Reproducibility Index

Notice: The reproducibility variables underlying each score are classified using an automated LLM-based pipeline, validated against a manually labeled dataset. LLM-based classification introduces uncertainty and potential bias; scores should be interpreted as estimates. Full accuracy metrics and methodology are described in Coakley et alK. L. Coakley, T. Snelleman, H. Hoos, and O. E. Gundersen, "The embrace of open science: An analysis of a decade of AI research and 56 800 conference papers," Under Review, 2026..

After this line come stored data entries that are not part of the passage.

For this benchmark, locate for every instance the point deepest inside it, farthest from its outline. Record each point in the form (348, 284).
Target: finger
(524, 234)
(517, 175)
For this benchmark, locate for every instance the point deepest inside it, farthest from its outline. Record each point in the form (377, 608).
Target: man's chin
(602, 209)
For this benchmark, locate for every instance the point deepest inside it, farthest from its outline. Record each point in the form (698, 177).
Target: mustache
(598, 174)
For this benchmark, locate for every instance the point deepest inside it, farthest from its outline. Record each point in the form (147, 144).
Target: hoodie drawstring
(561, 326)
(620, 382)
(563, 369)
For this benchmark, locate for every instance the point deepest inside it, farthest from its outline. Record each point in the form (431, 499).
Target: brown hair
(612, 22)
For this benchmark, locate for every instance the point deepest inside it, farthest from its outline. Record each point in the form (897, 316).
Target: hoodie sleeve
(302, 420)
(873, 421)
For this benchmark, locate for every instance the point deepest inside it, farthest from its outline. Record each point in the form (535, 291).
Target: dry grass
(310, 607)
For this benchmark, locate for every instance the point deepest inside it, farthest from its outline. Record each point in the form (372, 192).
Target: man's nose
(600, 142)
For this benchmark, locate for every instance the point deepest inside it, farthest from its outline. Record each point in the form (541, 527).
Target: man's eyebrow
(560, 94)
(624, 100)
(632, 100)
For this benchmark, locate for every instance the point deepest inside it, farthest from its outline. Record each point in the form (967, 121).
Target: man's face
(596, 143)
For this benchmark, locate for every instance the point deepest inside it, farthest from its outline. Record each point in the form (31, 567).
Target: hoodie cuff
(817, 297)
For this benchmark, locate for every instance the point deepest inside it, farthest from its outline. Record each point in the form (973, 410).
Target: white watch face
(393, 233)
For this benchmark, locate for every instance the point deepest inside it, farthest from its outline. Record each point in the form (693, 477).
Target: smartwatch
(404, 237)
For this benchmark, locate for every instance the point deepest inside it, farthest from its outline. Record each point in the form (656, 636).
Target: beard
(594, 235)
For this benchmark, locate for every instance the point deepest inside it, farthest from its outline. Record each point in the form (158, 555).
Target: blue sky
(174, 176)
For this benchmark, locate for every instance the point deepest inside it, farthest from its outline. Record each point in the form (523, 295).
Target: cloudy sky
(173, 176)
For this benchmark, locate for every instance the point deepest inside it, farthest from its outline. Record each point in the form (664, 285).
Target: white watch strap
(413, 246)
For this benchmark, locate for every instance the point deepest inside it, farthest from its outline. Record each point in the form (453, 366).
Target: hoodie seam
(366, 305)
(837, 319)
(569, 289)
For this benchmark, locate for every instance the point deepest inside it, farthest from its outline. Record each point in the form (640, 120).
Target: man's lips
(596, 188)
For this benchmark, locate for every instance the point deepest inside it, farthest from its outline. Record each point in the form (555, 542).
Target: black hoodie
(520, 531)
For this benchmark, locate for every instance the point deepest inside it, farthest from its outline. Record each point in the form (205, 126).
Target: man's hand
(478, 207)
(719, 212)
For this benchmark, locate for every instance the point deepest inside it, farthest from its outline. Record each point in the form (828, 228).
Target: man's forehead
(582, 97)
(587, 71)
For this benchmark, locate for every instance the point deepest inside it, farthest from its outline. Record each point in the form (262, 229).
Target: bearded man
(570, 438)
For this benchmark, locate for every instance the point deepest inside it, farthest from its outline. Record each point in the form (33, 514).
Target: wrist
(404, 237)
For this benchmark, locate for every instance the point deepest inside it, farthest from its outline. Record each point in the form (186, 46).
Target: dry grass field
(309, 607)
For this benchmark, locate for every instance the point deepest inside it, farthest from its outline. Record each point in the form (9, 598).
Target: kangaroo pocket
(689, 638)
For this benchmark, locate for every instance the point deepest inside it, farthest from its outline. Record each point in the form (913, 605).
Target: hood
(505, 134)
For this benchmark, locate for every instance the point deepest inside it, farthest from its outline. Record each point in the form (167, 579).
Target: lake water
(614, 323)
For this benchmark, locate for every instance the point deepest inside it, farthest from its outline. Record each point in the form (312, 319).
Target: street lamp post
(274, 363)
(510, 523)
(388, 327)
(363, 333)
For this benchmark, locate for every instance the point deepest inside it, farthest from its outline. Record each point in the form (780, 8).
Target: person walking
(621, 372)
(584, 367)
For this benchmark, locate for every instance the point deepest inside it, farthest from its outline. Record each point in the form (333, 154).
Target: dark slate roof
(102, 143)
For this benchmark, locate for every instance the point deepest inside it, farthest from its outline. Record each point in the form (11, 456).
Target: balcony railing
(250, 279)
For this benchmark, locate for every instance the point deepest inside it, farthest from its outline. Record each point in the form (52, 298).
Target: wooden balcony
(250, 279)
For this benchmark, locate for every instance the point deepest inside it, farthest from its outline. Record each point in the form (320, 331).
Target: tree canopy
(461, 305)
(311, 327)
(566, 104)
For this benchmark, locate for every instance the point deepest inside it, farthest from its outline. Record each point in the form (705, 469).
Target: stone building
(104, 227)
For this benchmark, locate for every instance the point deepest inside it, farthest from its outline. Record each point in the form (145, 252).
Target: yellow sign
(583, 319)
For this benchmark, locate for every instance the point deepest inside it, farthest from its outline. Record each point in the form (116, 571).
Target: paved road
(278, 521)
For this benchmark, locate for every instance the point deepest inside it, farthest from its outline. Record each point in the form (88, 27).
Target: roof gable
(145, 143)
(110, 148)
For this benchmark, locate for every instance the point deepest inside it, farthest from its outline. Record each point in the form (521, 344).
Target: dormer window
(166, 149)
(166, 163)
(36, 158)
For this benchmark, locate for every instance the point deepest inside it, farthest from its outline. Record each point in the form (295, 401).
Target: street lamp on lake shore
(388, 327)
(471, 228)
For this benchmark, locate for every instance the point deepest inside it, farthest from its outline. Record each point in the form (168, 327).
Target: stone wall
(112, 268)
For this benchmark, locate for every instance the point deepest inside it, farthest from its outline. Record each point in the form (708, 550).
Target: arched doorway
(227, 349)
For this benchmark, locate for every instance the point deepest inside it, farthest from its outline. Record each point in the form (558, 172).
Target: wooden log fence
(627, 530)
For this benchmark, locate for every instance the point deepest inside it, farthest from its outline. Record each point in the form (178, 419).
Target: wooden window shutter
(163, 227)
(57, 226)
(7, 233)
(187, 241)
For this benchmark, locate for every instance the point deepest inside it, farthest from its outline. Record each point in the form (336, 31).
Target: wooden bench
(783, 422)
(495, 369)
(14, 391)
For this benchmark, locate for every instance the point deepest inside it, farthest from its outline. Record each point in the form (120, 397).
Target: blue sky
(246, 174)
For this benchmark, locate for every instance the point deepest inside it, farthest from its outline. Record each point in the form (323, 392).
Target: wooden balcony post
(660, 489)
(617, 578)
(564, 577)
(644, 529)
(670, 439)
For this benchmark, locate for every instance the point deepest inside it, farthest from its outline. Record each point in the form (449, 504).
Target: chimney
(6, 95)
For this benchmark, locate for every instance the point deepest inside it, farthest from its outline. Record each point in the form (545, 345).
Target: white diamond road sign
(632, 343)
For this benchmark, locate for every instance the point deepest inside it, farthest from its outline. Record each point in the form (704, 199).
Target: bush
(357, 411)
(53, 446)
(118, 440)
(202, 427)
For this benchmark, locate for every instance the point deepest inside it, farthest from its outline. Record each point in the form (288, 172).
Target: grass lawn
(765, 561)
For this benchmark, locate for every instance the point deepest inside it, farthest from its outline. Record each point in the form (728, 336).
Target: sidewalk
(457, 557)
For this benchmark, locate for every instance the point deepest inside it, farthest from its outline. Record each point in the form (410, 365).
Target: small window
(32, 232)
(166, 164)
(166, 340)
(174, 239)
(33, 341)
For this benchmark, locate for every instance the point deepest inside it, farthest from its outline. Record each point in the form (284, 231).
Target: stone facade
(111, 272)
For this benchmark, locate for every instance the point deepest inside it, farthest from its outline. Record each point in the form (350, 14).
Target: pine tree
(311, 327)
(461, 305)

Towards Certification of Uncertainty Calibration under Adversarial Attacks

Authors: Cornelius Emde, Francesco Pinto, Thomas Lukasiewicz, Philip Torr, Adel Bibi

ICLR 2025 | Venue PDF | LLM Run Details

Reproducibility Variable	Result	LLM Response
Research Type	Experimental	We empirically show that it is possible to produce adversaries that severely impact the reliability of confidence scores while leaving the accuracy unchanged... In Table 1, we show that all four possible configurations of our (η, ω)-ACE can be effective at significantly altering the ECE of Pre Act Res Net18 ... on the validation set of CIFAR-10 ... and Image Net-1K.... 5 Experiments We empirically evaluate the methods introduced above.
Researcher Affiliation	Academia	1University of Oxford 2Vienna University of Technology
Pseudocode	Yes	Algorithm 2 Adversarial Calibration Training One Batch
Open Source Code	No	For further details please refer to the published code.
Open Datasets	Yes	CIFAR-10 (Krizhevsky, 2009) and Image Net-1K (Deng et al., 2009), Fashion MNIST (Xiao et al., 2017), Street View House Number (SVHN) dataset (Netzer et al., 2011), CIFAR-100 (Krizhevsky, 2009)
Dataset Splits	Yes	For Image Net, we sample 500 images from the test set, following prior work. ...focus on a subset of 2000 certified samples for CIFAR-10. ...We certify 500 samples on Fashion MNIST rather than the full test-set on CIFAR-10 due to the cost of randomized smoothing. ...We certify 500 samples on SVHN rather than the full test-set on CIFAR-10 due to the cost of randomized smoothing. ...We certify 500 samples on CIFAR-100 rather than the full test-set on CIFAR-10 due to the cost of randomized smoothing.
Hardware Specification	Yes	Our implementation utilises the torch.sparse package in version 2.0 (Paszke et al., 2019) and runs in less than 2 minutes for 7000 certified data points and 15 bins on a Nvidia RTX 3090. ...We mostly use A40 GPUs and equivalent older models.
Software Dependencies	Yes	Our implementation utilises the torch.sparse package in version 2.0 (Paszke et al., 2019)
Experiment Setup	Yes	We train using SGD with batch size 256 and weight decay of 0.0001. We use a learning rate of 2v ϵ T with factor v as additional hyperparameter. ...We fine-tune for 10 epochs with a linear warm-up schedule for ϵ that reaches full size at epoch 3. We decrease the learning rate for the model weights every 4 epochs by a factor of 0.1. ...all of the runs are performed on a batch size of 2048.